Burial, Caher, Co. Kerry
Co. Kerry |
Burial Sites
There is something faintly unsettling about a place that exists primarily as an absence.
On the Dingle Peninsula in County Kerry, the Ordnance Survey maps mark the position of a circular cashel, a type of dry-stone enclosure typical of early medieval Ireland, built to protect a homestead or small settlement. The structure is catalogued, given a reference number, assigned its coordinates. And yet, on the ground, there is nothing to see.
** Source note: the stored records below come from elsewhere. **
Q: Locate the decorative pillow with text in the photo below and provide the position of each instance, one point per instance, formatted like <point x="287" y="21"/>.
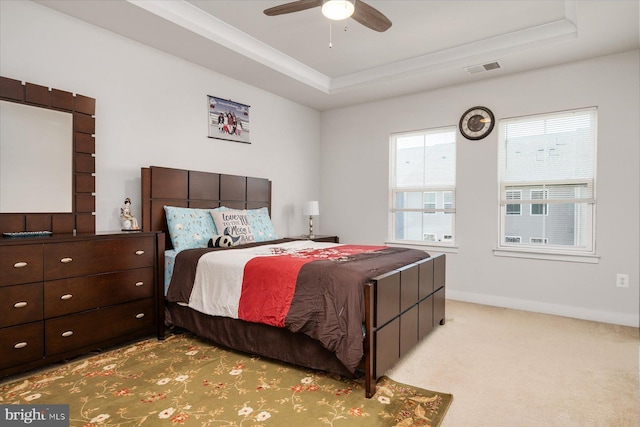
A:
<point x="235" y="224"/>
<point x="189" y="228"/>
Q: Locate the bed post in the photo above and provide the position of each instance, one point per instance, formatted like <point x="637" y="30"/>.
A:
<point x="145" y="184"/>
<point x="369" y="343"/>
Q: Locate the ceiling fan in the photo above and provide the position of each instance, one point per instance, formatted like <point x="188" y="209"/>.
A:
<point x="358" y="10"/>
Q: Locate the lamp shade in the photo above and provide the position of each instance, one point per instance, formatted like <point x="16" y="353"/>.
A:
<point x="311" y="208"/>
<point x="338" y="9"/>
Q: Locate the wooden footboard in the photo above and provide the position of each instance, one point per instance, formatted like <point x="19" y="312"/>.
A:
<point x="402" y="306"/>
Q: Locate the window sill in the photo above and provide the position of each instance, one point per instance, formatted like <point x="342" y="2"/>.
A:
<point x="449" y="249"/>
<point x="550" y="256"/>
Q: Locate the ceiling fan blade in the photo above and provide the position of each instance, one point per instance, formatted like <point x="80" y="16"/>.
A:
<point x="295" y="6"/>
<point x="370" y="17"/>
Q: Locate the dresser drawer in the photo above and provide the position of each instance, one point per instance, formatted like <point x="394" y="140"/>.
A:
<point x="66" y="296"/>
<point x="20" y="304"/>
<point x="20" y="264"/>
<point x="76" y="331"/>
<point x="21" y="344"/>
<point x="62" y="260"/>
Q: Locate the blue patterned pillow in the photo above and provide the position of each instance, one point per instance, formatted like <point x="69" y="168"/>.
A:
<point x="263" y="229"/>
<point x="189" y="228"/>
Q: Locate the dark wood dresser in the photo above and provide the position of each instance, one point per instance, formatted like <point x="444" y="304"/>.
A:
<point x="64" y="295"/>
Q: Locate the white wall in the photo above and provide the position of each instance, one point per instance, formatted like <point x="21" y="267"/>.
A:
<point x="151" y="109"/>
<point x="354" y="186"/>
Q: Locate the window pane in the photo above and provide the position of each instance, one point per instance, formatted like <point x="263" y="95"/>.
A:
<point x="418" y="226"/>
<point x="565" y="224"/>
<point x="423" y="185"/>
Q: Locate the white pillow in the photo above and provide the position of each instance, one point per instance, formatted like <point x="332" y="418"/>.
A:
<point x="235" y="224"/>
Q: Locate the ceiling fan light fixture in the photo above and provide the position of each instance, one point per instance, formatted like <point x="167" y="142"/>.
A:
<point x="338" y="9"/>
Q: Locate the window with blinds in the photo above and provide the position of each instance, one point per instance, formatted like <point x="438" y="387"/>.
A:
<point x="547" y="170"/>
<point x="422" y="186"/>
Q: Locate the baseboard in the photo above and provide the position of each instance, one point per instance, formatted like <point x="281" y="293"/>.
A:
<point x="546" y="308"/>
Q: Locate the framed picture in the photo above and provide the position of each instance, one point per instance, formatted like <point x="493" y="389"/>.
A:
<point x="228" y="120"/>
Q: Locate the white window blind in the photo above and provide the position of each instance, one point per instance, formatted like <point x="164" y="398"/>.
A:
<point x="422" y="186"/>
<point x="549" y="158"/>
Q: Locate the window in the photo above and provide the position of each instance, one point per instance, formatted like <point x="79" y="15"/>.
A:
<point x="422" y="186"/>
<point x="550" y="157"/>
<point x="537" y="208"/>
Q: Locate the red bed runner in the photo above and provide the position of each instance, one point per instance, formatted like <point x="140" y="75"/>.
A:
<point x="269" y="283"/>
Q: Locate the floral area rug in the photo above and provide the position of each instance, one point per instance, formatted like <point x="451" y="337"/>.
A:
<point x="184" y="380"/>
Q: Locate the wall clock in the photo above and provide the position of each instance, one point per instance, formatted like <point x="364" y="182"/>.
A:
<point x="476" y="123"/>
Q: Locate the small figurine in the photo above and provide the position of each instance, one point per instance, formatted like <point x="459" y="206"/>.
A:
<point x="129" y="222"/>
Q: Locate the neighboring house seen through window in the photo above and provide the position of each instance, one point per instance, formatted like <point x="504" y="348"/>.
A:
<point x="550" y="157"/>
<point x="422" y="186"/>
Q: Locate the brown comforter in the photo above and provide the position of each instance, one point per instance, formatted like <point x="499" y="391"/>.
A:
<point x="328" y="302"/>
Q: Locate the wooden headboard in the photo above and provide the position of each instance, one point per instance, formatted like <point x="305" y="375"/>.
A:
<point x="194" y="189"/>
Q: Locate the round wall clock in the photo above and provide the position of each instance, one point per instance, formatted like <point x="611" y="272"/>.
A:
<point x="476" y="123"/>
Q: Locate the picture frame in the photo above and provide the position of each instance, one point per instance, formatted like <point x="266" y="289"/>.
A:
<point x="228" y="120"/>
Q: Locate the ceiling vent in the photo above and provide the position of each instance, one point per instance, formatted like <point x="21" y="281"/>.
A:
<point x="475" y="69"/>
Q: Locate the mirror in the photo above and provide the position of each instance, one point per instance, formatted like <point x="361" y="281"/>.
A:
<point x="36" y="169"/>
<point x="57" y="192"/>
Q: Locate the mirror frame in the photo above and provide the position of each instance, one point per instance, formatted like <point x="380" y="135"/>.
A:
<point x="81" y="219"/>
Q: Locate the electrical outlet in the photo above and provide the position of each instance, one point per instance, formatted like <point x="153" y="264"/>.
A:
<point x="622" y="280"/>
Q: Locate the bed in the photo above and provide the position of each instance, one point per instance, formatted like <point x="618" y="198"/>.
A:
<point x="399" y="306"/>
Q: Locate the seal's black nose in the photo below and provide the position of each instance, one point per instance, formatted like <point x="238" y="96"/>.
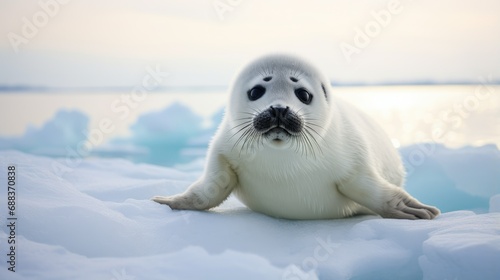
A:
<point x="279" y="112"/>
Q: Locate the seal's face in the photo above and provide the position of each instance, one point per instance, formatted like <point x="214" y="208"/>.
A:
<point x="279" y="104"/>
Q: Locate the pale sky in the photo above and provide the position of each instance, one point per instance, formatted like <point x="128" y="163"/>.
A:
<point x="112" y="42"/>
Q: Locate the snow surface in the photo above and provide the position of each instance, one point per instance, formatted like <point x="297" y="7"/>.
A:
<point x="95" y="221"/>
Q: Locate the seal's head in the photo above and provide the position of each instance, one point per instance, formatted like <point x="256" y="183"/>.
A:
<point x="280" y="102"/>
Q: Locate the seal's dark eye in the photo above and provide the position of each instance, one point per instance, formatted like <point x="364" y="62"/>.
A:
<point x="256" y="92"/>
<point x="303" y="95"/>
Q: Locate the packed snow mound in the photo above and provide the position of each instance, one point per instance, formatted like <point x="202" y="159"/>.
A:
<point x="95" y="221"/>
<point x="65" y="129"/>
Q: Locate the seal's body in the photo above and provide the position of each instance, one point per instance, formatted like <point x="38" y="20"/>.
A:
<point x="288" y="148"/>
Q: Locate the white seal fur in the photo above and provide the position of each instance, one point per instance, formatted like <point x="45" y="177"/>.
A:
<point x="288" y="148"/>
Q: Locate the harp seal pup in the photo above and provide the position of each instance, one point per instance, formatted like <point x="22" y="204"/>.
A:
<point x="288" y="148"/>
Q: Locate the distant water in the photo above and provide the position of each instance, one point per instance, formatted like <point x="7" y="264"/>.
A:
<point x="453" y="115"/>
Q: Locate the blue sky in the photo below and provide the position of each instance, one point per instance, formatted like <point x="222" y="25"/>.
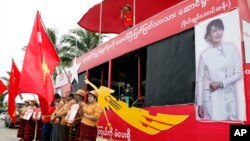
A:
<point x="17" y="19"/>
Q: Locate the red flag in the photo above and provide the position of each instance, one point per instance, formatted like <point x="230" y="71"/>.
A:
<point x="2" y="87"/>
<point x="111" y="12"/>
<point x="13" y="91"/>
<point x="40" y="61"/>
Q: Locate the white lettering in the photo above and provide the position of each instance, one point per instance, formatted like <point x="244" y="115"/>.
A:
<point x="240" y="132"/>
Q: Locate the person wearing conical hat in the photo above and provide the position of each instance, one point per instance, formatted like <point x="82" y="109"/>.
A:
<point x="20" y="132"/>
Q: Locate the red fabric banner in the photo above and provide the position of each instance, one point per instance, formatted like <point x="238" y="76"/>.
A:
<point x="111" y="11"/>
<point x="40" y="61"/>
<point x="2" y="87"/>
<point x="13" y="91"/>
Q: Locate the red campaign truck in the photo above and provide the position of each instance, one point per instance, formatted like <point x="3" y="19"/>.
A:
<point x="159" y="58"/>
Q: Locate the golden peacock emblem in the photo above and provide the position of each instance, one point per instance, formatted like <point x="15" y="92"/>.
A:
<point x="141" y="118"/>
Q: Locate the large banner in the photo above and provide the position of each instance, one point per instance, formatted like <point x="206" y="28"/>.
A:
<point x="219" y="73"/>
The cashel at Caher has been gone since at least 1832, when its stones were taken away, probably for reuse in field walls or buildings nearby. That act of clearance did, however, turn up something unexpected. According to J. Cuppage's 1986 archaeological survey of the Corca Dhuibhne region, there was reputedly a souterrain within the enclosure, an underground stone-lined passage or chamber used in early medieval Ireland for storage or refuge, and when the stones were removed, large bones were found inside it. The bones are not further described, and no record seems to survive of what became of them. Whether they were human or animal, ancient or more recent, the account does not say. The detail simply sits there, unexplained, in a survey note.
What remains is a place defined entirely by what was recorded rather than what can be observed. The OS map reference persists. The field may look like any other on this part of the peninsula. The bones found in 1832 have left no visible mark on the landscape, only a line in a book.